It was not a pleasant experience growing up in Australia’s first all-boys prison in the 1830s, as Alaine Beek’s Point of No Return makes very clear. The play follows four young convicts as they confront the daily hardships of Point Puer Prison, the first in the British Empire that attempted to be rehabilitative rather than just punitive. It raises a question that remains pertinent today: can prison ever rehabilitate? Though the intent is promising, the audience learns quickly that this may not necessarily reflect what really happened at Point Puer.
The boys are constantly under threat of violence and intimidation, and one must wonder how conducive the prison environment is to learning. The guards, many of whom were prisoners themselves at the adult Port Arthur Prison, are responsible for both punishment and teaching. This is not a particularly effective model for rehabilitation. It is one of the play’s more comedic scenes when Red, the leader of the four boys, accidentally sews a sock to the shirt he was meant to be repairing. Rather than following the official curriculum, the boys become far more adept at theft and deception; skills which allow them to protect themselves.

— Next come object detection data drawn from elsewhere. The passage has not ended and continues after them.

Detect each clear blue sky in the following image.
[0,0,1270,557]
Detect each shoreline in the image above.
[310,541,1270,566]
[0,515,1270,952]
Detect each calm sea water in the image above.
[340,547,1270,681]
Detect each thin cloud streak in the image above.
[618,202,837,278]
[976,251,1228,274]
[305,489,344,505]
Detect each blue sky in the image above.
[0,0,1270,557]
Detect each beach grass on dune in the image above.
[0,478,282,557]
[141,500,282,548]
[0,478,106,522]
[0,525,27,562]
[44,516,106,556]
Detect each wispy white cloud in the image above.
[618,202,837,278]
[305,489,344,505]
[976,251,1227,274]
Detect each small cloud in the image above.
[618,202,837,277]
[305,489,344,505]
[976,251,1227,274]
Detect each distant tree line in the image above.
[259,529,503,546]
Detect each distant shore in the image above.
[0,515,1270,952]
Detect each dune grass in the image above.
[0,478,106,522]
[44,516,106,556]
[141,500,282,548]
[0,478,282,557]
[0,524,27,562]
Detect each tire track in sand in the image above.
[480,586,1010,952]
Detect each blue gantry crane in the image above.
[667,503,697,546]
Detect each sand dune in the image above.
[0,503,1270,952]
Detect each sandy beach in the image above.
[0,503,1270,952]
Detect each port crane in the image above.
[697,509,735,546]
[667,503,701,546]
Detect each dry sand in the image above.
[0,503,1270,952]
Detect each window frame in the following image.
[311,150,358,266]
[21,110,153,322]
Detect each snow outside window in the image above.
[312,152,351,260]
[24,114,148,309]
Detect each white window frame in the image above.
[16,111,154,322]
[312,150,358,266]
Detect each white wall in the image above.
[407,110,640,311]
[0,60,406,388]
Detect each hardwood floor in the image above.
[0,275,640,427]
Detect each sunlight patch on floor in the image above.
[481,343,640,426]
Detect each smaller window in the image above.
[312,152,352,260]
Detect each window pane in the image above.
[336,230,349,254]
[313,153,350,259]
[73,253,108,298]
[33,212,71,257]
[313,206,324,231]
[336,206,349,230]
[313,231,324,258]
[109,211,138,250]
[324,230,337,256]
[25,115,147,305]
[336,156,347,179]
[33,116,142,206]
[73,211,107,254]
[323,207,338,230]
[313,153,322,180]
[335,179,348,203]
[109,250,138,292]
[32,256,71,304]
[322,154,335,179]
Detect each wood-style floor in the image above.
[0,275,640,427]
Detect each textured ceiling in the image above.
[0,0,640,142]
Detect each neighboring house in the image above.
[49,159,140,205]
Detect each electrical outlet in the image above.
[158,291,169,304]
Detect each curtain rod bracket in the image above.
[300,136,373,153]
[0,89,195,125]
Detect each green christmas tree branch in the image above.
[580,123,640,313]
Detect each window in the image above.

Though the brutality of prison life is made very clear, there is a humbling and hopeful camaraderie between the four boys. The play’s script is at its strongest when it captures their playful, youthful banter. The way in which they mock and joke with each other is completely endearing. Red, the democratically appointed leader of the boys, is decisive and often stubborn, but always acting in the interests of the group. It is he who navigates the complicated alliance with one of the guards to ensure his friends remain protected.

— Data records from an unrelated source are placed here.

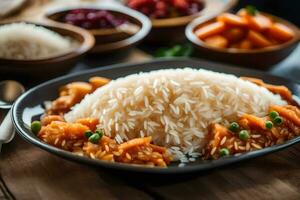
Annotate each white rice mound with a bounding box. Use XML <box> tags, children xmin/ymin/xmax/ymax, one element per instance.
<box><xmin>65</xmin><ymin>68</ymin><xmax>286</xmax><ymax>162</ymax></box>
<box><xmin>0</xmin><ymin>22</ymin><xmax>72</xmax><ymax>60</ymax></box>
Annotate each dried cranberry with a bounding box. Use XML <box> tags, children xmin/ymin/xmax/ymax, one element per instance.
<box><xmin>63</xmin><ymin>9</ymin><xmax>126</xmax><ymax>29</ymax></box>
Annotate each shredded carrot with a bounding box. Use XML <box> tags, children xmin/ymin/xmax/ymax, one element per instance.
<box><xmin>270</xmin><ymin>105</ymin><xmax>300</xmax><ymax>126</ymax></box>
<box><xmin>119</xmin><ymin>136</ymin><xmax>152</xmax><ymax>150</ymax></box>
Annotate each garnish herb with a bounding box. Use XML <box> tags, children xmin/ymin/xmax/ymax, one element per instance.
<box><xmin>239</xmin><ymin>130</ymin><xmax>249</xmax><ymax>140</ymax></box>
<box><xmin>30</xmin><ymin>121</ymin><xmax>42</xmax><ymax>134</ymax></box>
<box><xmin>219</xmin><ymin>148</ymin><xmax>230</xmax><ymax>157</ymax></box>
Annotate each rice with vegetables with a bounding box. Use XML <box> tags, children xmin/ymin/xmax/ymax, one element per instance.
<box><xmin>32</xmin><ymin>68</ymin><xmax>300</xmax><ymax>167</ymax></box>
<box><xmin>65</xmin><ymin>68</ymin><xmax>286</xmax><ymax>160</ymax></box>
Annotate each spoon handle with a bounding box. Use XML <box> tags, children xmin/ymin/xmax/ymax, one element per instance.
<box><xmin>0</xmin><ymin>110</ymin><xmax>15</xmax><ymax>143</ymax></box>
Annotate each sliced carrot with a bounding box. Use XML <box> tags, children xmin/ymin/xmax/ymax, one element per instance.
<box><xmin>240</xmin><ymin>39</ymin><xmax>253</xmax><ymax>49</ymax></box>
<box><xmin>248</xmin><ymin>30</ymin><xmax>272</xmax><ymax>48</ymax></box>
<box><xmin>222</xmin><ymin>27</ymin><xmax>246</xmax><ymax>42</ymax></box>
<box><xmin>270</xmin><ymin>105</ymin><xmax>300</xmax><ymax>126</ymax></box>
<box><xmin>150</xmin><ymin>144</ymin><xmax>167</xmax><ymax>153</ymax></box>
<box><xmin>204</xmin><ymin>35</ymin><xmax>228</xmax><ymax>48</ymax></box>
<box><xmin>245</xmin><ymin>14</ymin><xmax>272</xmax><ymax>32</ymax></box>
<box><xmin>217</xmin><ymin>13</ymin><xmax>247</xmax><ymax>26</ymax></box>
<box><xmin>119</xmin><ymin>136</ymin><xmax>152</xmax><ymax>150</ymax></box>
<box><xmin>195</xmin><ymin>22</ymin><xmax>225</xmax><ymax>40</ymax></box>
<box><xmin>270</xmin><ymin>23</ymin><xmax>295</xmax><ymax>42</ymax></box>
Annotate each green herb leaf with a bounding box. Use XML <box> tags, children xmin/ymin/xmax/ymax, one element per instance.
<box><xmin>154</xmin><ymin>44</ymin><xmax>193</xmax><ymax>57</ymax></box>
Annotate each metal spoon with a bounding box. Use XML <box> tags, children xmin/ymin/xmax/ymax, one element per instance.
<box><xmin>0</xmin><ymin>80</ymin><xmax>25</xmax><ymax>152</ymax></box>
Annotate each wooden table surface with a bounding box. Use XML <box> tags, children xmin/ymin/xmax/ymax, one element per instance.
<box><xmin>0</xmin><ymin>47</ymin><xmax>300</xmax><ymax>200</ymax></box>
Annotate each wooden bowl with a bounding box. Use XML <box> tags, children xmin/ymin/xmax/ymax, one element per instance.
<box><xmin>46</xmin><ymin>4</ymin><xmax>151</xmax><ymax>54</ymax></box>
<box><xmin>0</xmin><ymin>22</ymin><xmax>95</xmax><ymax>78</ymax></box>
<box><xmin>185</xmin><ymin>13</ymin><xmax>300</xmax><ymax>69</ymax></box>
<box><xmin>123</xmin><ymin>0</ymin><xmax>238</xmax><ymax>45</ymax></box>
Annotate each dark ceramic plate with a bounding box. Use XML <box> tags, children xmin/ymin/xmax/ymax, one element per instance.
<box><xmin>12</xmin><ymin>59</ymin><xmax>300</xmax><ymax>174</ymax></box>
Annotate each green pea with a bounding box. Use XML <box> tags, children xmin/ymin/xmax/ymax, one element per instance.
<box><xmin>30</xmin><ymin>121</ymin><xmax>42</xmax><ymax>134</ymax></box>
<box><xmin>219</xmin><ymin>148</ymin><xmax>230</xmax><ymax>157</ymax></box>
<box><xmin>273</xmin><ymin>116</ymin><xmax>283</xmax><ymax>126</ymax></box>
<box><xmin>84</xmin><ymin>131</ymin><xmax>93</xmax><ymax>138</ymax></box>
<box><xmin>239</xmin><ymin>130</ymin><xmax>249</xmax><ymax>140</ymax></box>
<box><xmin>269</xmin><ymin>111</ymin><xmax>279</xmax><ymax>119</ymax></box>
<box><xmin>89</xmin><ymin>133</ymin><xmax>101</xmax><ymax>144</ymax></box>
<box><xmin>229</xmin><ymin>122</ymin><xmax>240</xmax><ymax>132</ymax></box>
<box><xmin>266</xmin><ymin>121</ymin><xmax>273</xmax><ymax>129</ymax></box>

Though there are times when the boys are dangerously reckless, they ultimately remain faithful to one another. An alliance based on more than just mere survival, the actors deliver highly convincing performances in which the depth of their bond and affection is apparent. Given their physical isolation, surrounded by sea on Tasmania’s coast, their loyalty to one another is critical. The circular room at the Melba Spiegeltent, with the audience members seated in a semi-circle around the main action, reinforced a sense of their isolation and made for a perfect venue.
Though the play did touch on several themes such as friendship, belonging and betrayal, it felt as though an overarching narrative was lacking. It was difficult to distinguish whether the play was exploring what good people are capable of in horrible circumstances, or the human spirit’s ability to survive in spite of hardship, or perhaps it was about the triumph of friendship and hope. These themes were explored, but without much depth. Each scene usually involved a dramatic confrontation or confession, but due to the intensity of these moments, there was no clear narrative arc or sense of climax.
I wasn’t too certain what the final message of the play was, however it did leave me with a sense of hope. Though these young men were hardly rehabilitated, many of them did manage to find work and pursue meaningful lives after their release. The hopeful undertones, the playful banter and the really excellent performances by some of the lead actors, make Point of No Return a play worth seeing.